The Austin Chronicle

https://www.austinchronicle.com/news/1999-12-03/74937/

The Participants

By Mike Clark-Madison, December 3, 1999, News

Ben Heimsath is an architect in the family firm of Clovis Heimsath Architects and a member of the city of Austin's Planning Commission, where he chairs the Codes and Ordinances subcommittee. Before joining the PC, Ben led the mid-Nineties work of the Citizens Planning Committee and its successor, the Citizens Planning Implementation Committee -- the test tube in which the Smart Growth formula was first mixed. He also led the ad hoc Downtown Development Advisory Group, charged with producing guidelines for downtown public/ private projects like CSC; the DDAG's report is due to be released any time now.

Charles Heimsath, Ben's cousin, is president of Capital Market Research, which produces feasibility studies and other number-crunching for real estate developers and public agencies on "everything from lakeside property to downtown condo conversions," he says. Charles is also economic development chair of the Downtown Austin Alliance. Despite his close links to developers, Charles labels himself "a closet planner ... acting as a bridge between groups. I try to not be as rigid as some in the development community."

Clare Barry is another architect, currently (and, to people who know her, incongruously) employed by a large, not-always-friendly state agency. She is also one of the most seasoned veterans of the Austin neighborhood politics scene, having been a leader of both the Brentwood NA -- between Burnet and Lamar in North Central Austin -- and the Austin Neighborhoods Council.

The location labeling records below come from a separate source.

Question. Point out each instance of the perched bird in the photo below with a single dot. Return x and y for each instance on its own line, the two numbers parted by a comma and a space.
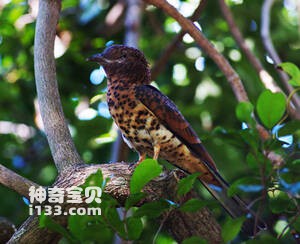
152, 125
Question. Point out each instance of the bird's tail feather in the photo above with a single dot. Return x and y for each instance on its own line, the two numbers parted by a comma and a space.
235, 206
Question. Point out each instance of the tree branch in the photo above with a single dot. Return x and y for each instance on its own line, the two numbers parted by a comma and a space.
265, 77
267, 42
224, 66
118, 187
61, 144
160, 63
15, 182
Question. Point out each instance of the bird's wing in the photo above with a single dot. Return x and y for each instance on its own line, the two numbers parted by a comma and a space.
169, 115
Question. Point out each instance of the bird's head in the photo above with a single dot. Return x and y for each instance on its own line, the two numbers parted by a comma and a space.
123, 62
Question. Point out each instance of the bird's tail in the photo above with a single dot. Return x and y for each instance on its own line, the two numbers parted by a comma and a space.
235, 206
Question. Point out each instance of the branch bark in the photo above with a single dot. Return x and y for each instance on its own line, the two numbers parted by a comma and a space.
59, 138
118, 187
15, 182
160, 63
189, 27
268, 44
265, 77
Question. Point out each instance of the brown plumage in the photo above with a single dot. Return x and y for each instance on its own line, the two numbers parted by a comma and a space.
152, 124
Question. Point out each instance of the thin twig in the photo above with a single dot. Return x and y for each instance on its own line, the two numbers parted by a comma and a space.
15, 182
165, 56
189, 27
265, 77
59, 138
268, 44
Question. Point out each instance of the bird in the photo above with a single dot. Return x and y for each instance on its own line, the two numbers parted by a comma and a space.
152, 125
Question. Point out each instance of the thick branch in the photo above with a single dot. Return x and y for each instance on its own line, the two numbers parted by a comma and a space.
224, 66
118, 187
132, 26
56, 128
268, 44
15, 182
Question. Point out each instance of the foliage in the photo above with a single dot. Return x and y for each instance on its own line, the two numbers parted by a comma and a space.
202, 94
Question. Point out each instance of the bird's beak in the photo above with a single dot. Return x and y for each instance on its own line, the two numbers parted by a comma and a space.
97, 58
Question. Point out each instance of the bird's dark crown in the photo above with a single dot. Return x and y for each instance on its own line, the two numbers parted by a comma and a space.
124, 62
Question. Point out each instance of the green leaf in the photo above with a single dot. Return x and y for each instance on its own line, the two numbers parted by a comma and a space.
252, 161
231, 228
246, 181
280, 202
152, 209
47, 222
143, 173
95, 179
186, 184
134, 228
250, 137
193, 205
194, 240
134, 199
113, 219
293, 71
90, 228
270, 107
244, 111
289, 128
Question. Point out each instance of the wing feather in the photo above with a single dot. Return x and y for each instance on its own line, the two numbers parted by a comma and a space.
169, 115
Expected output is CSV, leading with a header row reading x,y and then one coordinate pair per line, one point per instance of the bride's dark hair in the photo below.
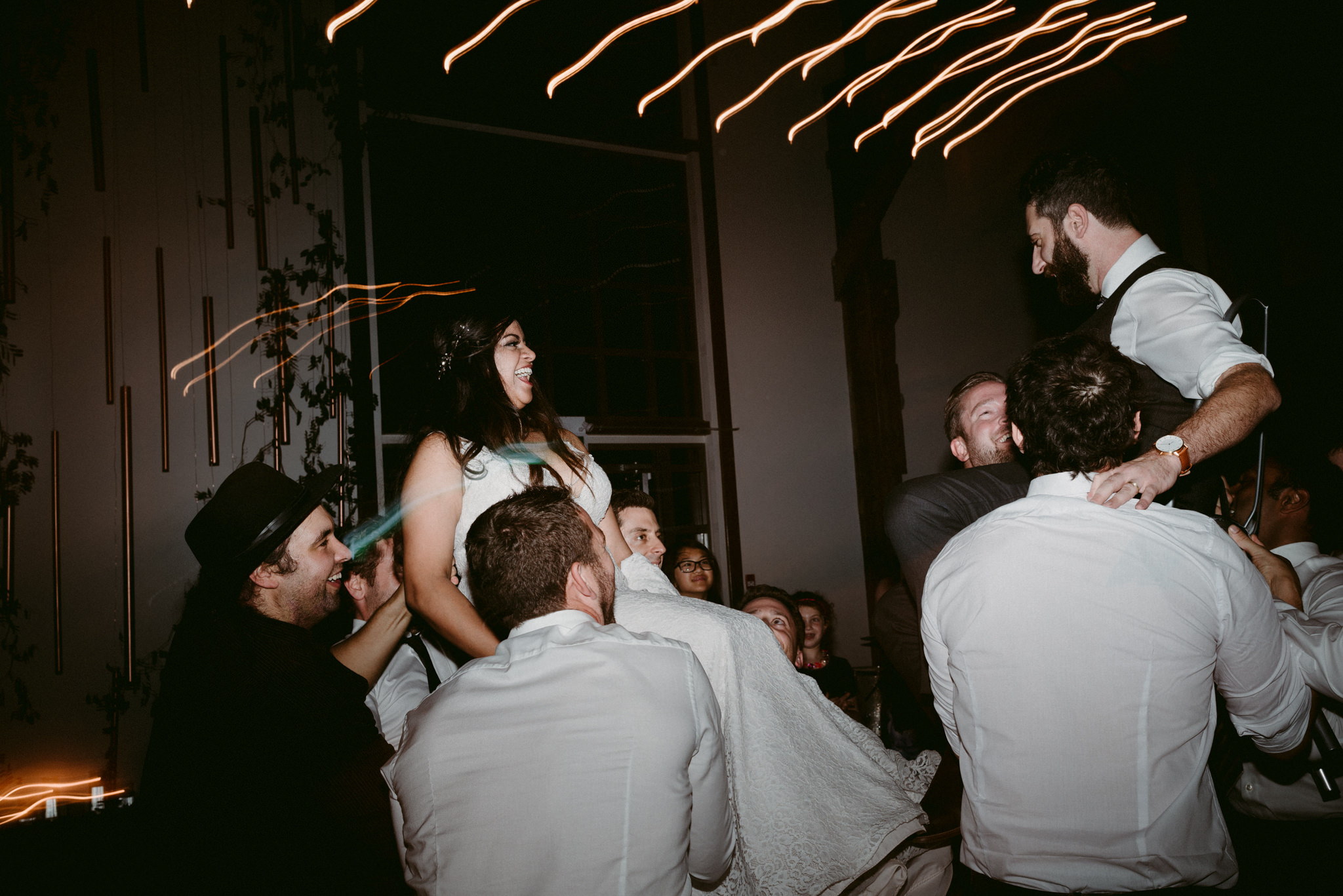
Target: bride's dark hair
x,y
466,400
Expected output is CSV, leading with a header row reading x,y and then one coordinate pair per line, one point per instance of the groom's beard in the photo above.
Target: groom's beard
x,y
1070,273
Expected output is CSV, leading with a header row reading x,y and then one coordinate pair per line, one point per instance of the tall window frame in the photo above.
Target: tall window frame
x,y
629,431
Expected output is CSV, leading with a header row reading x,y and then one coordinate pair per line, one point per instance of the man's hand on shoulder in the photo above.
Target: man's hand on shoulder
x,y
1143,477
1281,578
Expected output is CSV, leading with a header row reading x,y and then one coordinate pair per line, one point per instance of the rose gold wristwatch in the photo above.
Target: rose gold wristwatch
x,y
1176,445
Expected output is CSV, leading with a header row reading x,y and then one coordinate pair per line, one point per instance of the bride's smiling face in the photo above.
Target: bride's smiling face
x,y
513,362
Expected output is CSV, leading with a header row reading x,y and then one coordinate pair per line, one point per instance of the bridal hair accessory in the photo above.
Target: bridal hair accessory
x,y
445,362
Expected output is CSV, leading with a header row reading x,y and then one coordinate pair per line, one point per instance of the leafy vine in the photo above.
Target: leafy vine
x,y
27,68
324,379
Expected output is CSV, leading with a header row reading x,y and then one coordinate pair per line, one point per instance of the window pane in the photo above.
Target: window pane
x,y
626,386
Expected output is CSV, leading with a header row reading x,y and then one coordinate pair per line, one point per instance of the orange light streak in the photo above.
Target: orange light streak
x,y
820,54
50,788
972,61
288,308
957,113
911,51
607,41
462,49
378,302
776,18
6,820
342,18
1133,35
876,74
865,24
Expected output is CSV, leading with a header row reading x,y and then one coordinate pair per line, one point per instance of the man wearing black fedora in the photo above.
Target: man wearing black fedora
x,y
262,773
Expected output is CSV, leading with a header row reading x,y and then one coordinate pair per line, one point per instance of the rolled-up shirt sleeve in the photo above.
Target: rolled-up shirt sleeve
x,y
1256,671
1171,321
1317,638
712,823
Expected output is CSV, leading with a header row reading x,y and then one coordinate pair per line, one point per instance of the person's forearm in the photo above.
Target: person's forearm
x,y
1245,394
369,650
445,608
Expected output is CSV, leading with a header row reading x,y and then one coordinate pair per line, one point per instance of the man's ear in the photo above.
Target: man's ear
x,y
958,448
1076,222
265,577
357,587
1294,501
582,591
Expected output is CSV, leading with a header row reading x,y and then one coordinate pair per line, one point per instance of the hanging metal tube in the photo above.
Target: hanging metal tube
x,y
340,454
211,394
9,553
106,316
128,536
55,546
163,355
274,442
258,187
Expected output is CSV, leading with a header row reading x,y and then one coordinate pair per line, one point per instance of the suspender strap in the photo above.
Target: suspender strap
x,y
416,644
1155,262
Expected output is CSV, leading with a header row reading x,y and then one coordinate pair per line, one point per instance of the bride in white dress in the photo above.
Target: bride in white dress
x,y
488,435
818,801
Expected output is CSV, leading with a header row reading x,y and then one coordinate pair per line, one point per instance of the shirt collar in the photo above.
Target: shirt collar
x,y
1298,553
1127,263
1067,484
563,618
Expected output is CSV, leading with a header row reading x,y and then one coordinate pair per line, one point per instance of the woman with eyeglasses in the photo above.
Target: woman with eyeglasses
x,y
693,570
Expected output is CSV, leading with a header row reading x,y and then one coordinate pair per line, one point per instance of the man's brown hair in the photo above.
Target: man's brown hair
x,y
952,423
519,554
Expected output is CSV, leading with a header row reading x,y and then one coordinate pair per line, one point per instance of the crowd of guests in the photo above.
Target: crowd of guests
x,y
538,696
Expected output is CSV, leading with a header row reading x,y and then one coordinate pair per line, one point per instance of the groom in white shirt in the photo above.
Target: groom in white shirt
x,y
579,758
1073,652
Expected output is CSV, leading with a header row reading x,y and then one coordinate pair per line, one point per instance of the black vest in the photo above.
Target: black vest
x,y
1162,406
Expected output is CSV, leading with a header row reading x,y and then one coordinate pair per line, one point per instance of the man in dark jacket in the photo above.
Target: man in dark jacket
x,y
262,773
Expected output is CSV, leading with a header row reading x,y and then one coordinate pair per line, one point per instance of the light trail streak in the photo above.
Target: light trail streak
x,y
6,820
49,786
401,300
776,18
474,41
609,39
865,24
880,71
813,57
1134,35
957,113
976,60
342,18
911,51
317,319
258,317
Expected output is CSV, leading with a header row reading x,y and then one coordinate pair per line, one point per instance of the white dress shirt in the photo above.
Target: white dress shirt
x,y
1171,321
1315,634
579,759
402,687
1073,650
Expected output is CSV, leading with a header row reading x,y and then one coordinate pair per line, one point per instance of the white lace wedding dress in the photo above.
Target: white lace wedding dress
x,y
818,800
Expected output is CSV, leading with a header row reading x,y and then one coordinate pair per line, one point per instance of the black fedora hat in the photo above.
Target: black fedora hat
x,y
252,513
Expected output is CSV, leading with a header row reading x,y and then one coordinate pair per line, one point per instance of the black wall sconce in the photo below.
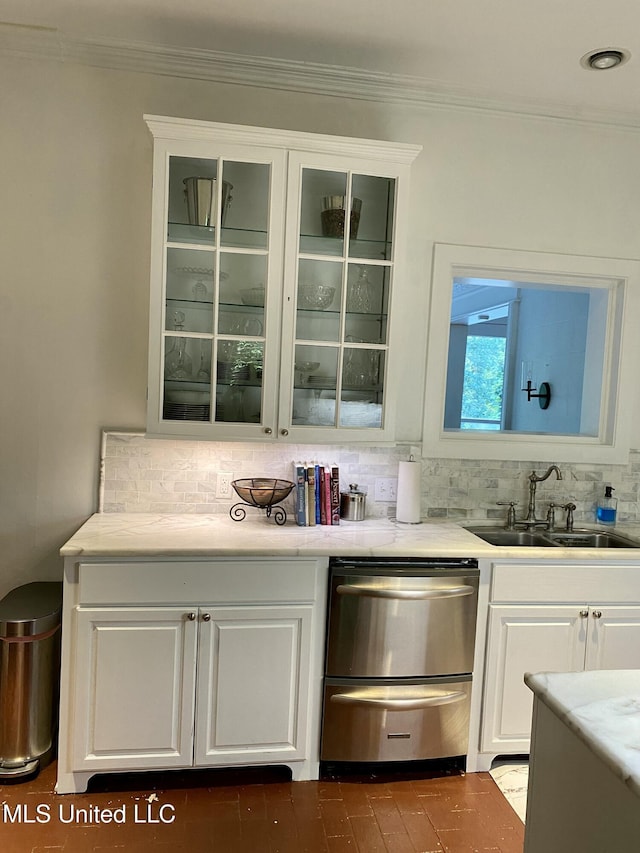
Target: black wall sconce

Tere O'Connell, another architect, is also a specialist in historic preservation; formerly a key staffer at the Texas Historical Commission, she now serves on the city's Historic Landmark Commission. She's also been president of the Old West Austin Neighborhood Association (Clarksville and thereabouts) and the leader of that neighborhood's planning team, which is finishing up work on one of the 10 pilot projects in the city's neighborhood planning program.

Bob Paterson is the newbie of the group, having come to Austin in 1991 to teach in the UT School of Architecture's community and regional planning program. Focusing on land-use and environmental planning, Paterson has worked on a number of local efforts, including the Community Vision Project, the development of the city's sustainability indicators, and a land-use study and plan for Montopolis. He is also a past president of the South River City Citizens NA (Travis Heights and environs).

Bernice Butler was at the time of the roundtable still executive director of the Austin Revitalization Authority, a position she resigned in November to start a private consulting practice. Like both Heimsaths, Butler is a native Austinite who spent several years -- 24, in her case -- out in faraway lands before coming home. She came to the ARA by way of Dallas and Miami, where she was involved in comparable inner-city redevelopment projects.

Mark Rogers is in real life an art historian, with a Ph.D. and everything, who's been an adjunct professor at Southwestern University, UT, and UT-Arlington. But most of town knows him as the executive director of the Guadalupe Neighborhood Development Corporation, often cited as Austin's most successful community nonprofit housing developer, which has built more than 100 rental and sale units for low- and moderate-income residents in East Austin. He's also been a leader of the Guadalupe neighborhood itself, and serves on the ARA board and the city's Building Standards Commission.

Oh yeah, and me, writing furiously. Luckily, Ben Heimsath had agreed to handle facilitating the discussion; if I'd had to ask the questions as well as transcribe the answers, my head would have exploded.